15 Mayıs 2015 Cuma

Studio Alchimia

Mimar Alessandro ve Adriana Guerriro tarafından 1976 yılında  Milano'da kurulan Post-Modern-Anti tasarımcılığın avangard bir grubu idi. Bauhause'un iyi ve zarif tasarım olarak nitelendirdiği modern tasarıma karşı, dönemim popüler grubu  Memphis Group gibi radikal tasarımları ile 8o'li yıllarda popülerleşen bir gruptur.
Studio Alchimia deneysel laboratuvar ve yaşam sergi alanı denilen, üretim yapılan ve sanat ürünleri satılan bir stüdyodur. Ulaşılabilirlik  önemliydi.. Kolay bulunabilen, ucuz ve parlak renkleri olan dekoratif malzemeler seçildi.
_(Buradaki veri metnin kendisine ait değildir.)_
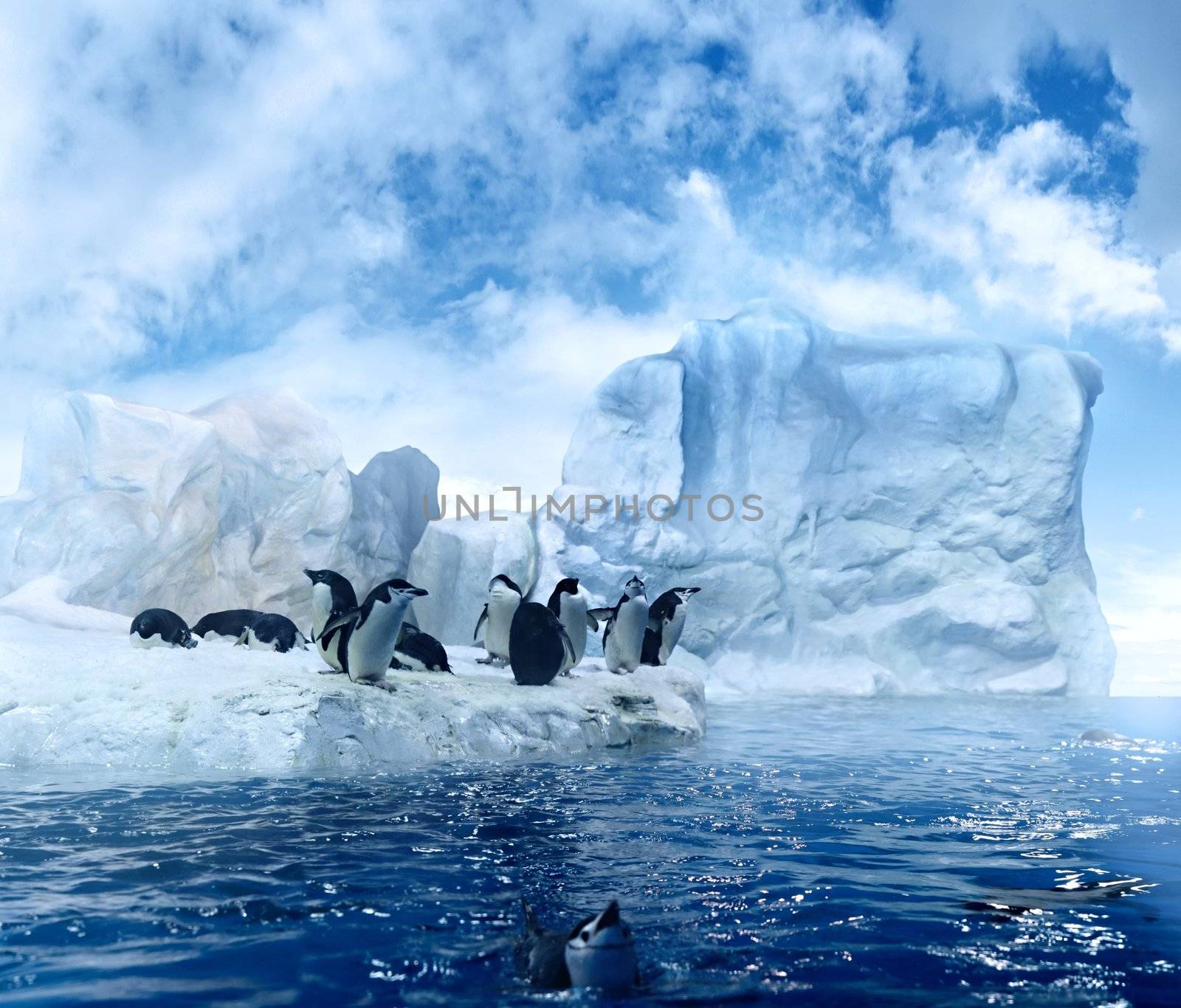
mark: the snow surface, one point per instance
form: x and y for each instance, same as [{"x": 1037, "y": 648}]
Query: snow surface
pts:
[
  {"x": 923, "y": 524},
  {"x": 135, "y": 506},
  {"x": 74, "y": 697}
]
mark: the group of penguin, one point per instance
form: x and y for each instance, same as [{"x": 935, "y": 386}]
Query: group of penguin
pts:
[{"x": 363, "y": 641}]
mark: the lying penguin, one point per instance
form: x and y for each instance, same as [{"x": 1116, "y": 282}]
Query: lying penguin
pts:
[
  {"x": 572, "y": 604},
  {"x": 667, "y": 621},
  {"x": 273, "y": 633},
  {"x": 503, "y": 598},
  {"x": 230, "y": 624},
  {"x": 332, "y": 596},
  {"x": 623, "y": 639},
  {"x": 419, "y": 652},
  {"x": 598, "y": 953},
  {"x": 539, "y": 647},
  {"x": 370, "y": 632},
  {"x": 155, "y": 628}
]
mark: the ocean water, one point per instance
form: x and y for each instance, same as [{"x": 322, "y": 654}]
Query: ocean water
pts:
[{"x": 841, "y": 850}]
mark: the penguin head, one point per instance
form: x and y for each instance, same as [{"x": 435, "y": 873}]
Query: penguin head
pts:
[
  {"x": 501, "y": 584},
  {"x": 600, "y": 952}
]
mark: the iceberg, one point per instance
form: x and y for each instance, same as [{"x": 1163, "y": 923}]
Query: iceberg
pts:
[
  {"x": 86, "y": 698},
  {"x": 920, "y": 501},
  {"x": 134, "y": 506}
]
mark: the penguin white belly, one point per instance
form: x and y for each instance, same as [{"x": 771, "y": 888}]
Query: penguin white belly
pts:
[
  {"x": 671, "y": 633},
  {"x": 626, "y": 639},
  {"x": 371, "y": 645},
  {"x": 501, "y": 610},
  {"x": 322, "y": 607},
  {"x": 574, "y": 622}
]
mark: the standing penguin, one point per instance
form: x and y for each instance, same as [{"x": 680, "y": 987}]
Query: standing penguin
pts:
[
  {"x": 332, "y": 596},
  {"x": 667, "y": 620},
  {"x": 623, "y": 640},
  {"x": 571, "y": 604},
  {"x": 503, "y": 598},
  {"x": 370, "y": 633},
  {"x": 156, "y": 628},
  {"x": 539, "y": 647}
]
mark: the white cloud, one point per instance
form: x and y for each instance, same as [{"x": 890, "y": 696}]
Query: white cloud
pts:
[{"x": 1025, "y": 240}]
Amaç tüketime dönük ürünlerden çok, sergilenecek ürünler tasarlamaktı.




9 Mayıs 2015 Cumartesi

MEMPHIS GROUP

İtalyan tasarım ve mimari grubu olan Memphis grubu Ettore Sottsass'nın Alchimia'dan ayrılmasından sonra 1981 yılında  Milano'da kurulmuştur. 1980'li yılların en önemli tasarım grubudur.1981 yılından 1987 yılına kadar postmodern mobilya,kumaş,seramik,cam ve metal objeler tasarlamışlardır. Endüstriyel tasarımda renk ve dekorasyonu kullanarak yeni objeler yaratma ve hayal gücünü zenginleştirme iddiasıyla ortaya çıkmıştır.Geleneğe, geleneksel biçime,desene,renge, dokulara karşıydılar. Çalışmalarını ilk kez Milano Mobilya Fuarında sergilediler. Memphis bazı eleştirmenler tarafından yavan bulunsa da büyük başarı elde etti.Tartışmacı bir girişim olarak başlayan şey büyük ticari başarı elde etti. Postmodern bir grup olan Memphis çeşitli kaynaklardan klasik mimari den 50'lilerin değersiz sanatına kadar her şeyden eklektik bir şekilde yararlandı.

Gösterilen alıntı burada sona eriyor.